Regulators generally recognize this, but also have to move forward on the presumption that people organizations will follow the rules of the game.
In designing social systems that are able to evolve we must build in social mechanisms that make it highly likely that breaking the rules will be discovered and punished by exclusion.
No sure that we can 'design' social systems, as the rule of unintended consequences too often creeps in.
Examples:
Working rules and social enforcement exist around spam. The rules are set in regulations around spam in many countries and the participants, including ISP's accept and enforce or support rules. In addition the vast majority of users work within the rules.
An example of nonworking rules would be anti-piracy rules. Breaking the rules is more the standard than the rules, and there is little effective punishment.

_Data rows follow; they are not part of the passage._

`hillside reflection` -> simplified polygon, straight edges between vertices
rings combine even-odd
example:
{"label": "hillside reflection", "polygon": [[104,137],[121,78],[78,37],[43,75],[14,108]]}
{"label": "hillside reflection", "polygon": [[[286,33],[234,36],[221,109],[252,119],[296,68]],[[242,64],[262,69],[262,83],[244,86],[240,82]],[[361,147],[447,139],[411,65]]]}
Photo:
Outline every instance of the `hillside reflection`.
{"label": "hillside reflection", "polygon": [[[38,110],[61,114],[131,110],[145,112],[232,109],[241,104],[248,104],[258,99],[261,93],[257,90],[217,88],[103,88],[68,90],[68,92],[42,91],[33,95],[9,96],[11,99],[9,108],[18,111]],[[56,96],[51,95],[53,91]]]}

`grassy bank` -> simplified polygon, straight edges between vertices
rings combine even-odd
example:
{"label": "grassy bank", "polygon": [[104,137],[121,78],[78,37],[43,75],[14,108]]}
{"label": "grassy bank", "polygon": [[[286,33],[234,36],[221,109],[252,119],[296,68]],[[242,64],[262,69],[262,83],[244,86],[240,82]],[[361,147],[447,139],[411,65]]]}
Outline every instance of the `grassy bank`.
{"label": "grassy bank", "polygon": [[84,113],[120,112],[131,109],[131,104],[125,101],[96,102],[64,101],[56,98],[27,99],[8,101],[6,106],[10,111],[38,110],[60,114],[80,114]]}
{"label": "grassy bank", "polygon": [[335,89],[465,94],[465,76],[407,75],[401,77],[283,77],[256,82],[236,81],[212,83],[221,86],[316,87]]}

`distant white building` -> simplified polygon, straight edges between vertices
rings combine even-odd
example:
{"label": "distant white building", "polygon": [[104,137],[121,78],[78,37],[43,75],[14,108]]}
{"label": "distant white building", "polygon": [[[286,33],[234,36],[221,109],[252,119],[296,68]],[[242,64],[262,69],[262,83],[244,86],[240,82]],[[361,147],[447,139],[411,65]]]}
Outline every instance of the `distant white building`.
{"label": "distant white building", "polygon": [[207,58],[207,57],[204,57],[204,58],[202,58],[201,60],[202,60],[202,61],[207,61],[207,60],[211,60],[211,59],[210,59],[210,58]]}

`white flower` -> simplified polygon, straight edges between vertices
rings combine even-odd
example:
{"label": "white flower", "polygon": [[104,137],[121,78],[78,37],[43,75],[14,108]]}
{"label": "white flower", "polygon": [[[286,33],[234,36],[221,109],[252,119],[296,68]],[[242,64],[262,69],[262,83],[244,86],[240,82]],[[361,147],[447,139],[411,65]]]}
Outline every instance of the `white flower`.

The difference between the two, or at least one difference, is in whose interests the rules were made. There is a common interest between the users and suppliers in the case of email (spammers are unwelcome interlopers, whereas there is a divergence of
interests between the content providers and content consumers in the case of privacy)
VRM works if the vendors can be confident in the identity of the customer, and if the customers can be assured of the identity of the vendors. Vendors can refuse to deal with people they cannot trust - while customers will refuse to deal with
vendors they cannot trust. Trust is broken when the rules of commerce are broken.
VRM works and trust can be built, I would argue, when the vendors and customers have a common interest. There is a common interest when there is a commercial relationship between the two where one wants to buy what the other has to sell. Your argument
about customers and vendors fails when it comes to 'free' services because customers are, in fact, the advertisers and data aggregators that pay for the services provided. The fact that there is a trusted relationship between service provider and advertiser
is the problem. So for these free services, your argument suggest to me that there needs to be a three way transitive trust relationship - Advertisor/Aggregator <-> Service Provider <-> Service Consumer.
If you look at successful living systems then this principle is everywhere. Darwin had it right when he talked about survival of the fittest. Those who interpreted him by thinking that the fittest were the fittest in a competitive sense were
wrong. The fittest are those who best fitted into the environment and cooperated with other entities in the environment so that they were able to survive and pass on their genes.
The best solution to passing on genes isn't always cooperation. Both symbiosis and parasitism work in evolutionary time. VRM is an argument for symbiosis (mutual benefit), but the current model is parasitic.
Humans have made the evolutionary step of being able to create environments in which to live and evolve. The environments we create that best survive are those where the forces of cooperation and the interests of the group outweigh the forces
of competition and self interest. To see how this works read "Super Cooperators - Altruism Evolution, and why we need each other to succeed" by Nowak and Highfield."
In the world of commerce knowing who the other party is so you can refuse to deal with them is the reason why VRM enables self regulation through exclusion. Stop cooperating and give individual entities the ability to stop dealing with the rule
breakers enforces compliance. Trying to enforce compliance of rules by force does not work in the interconnected world of commerce. Excluding rule breakers from a profitable participation does work.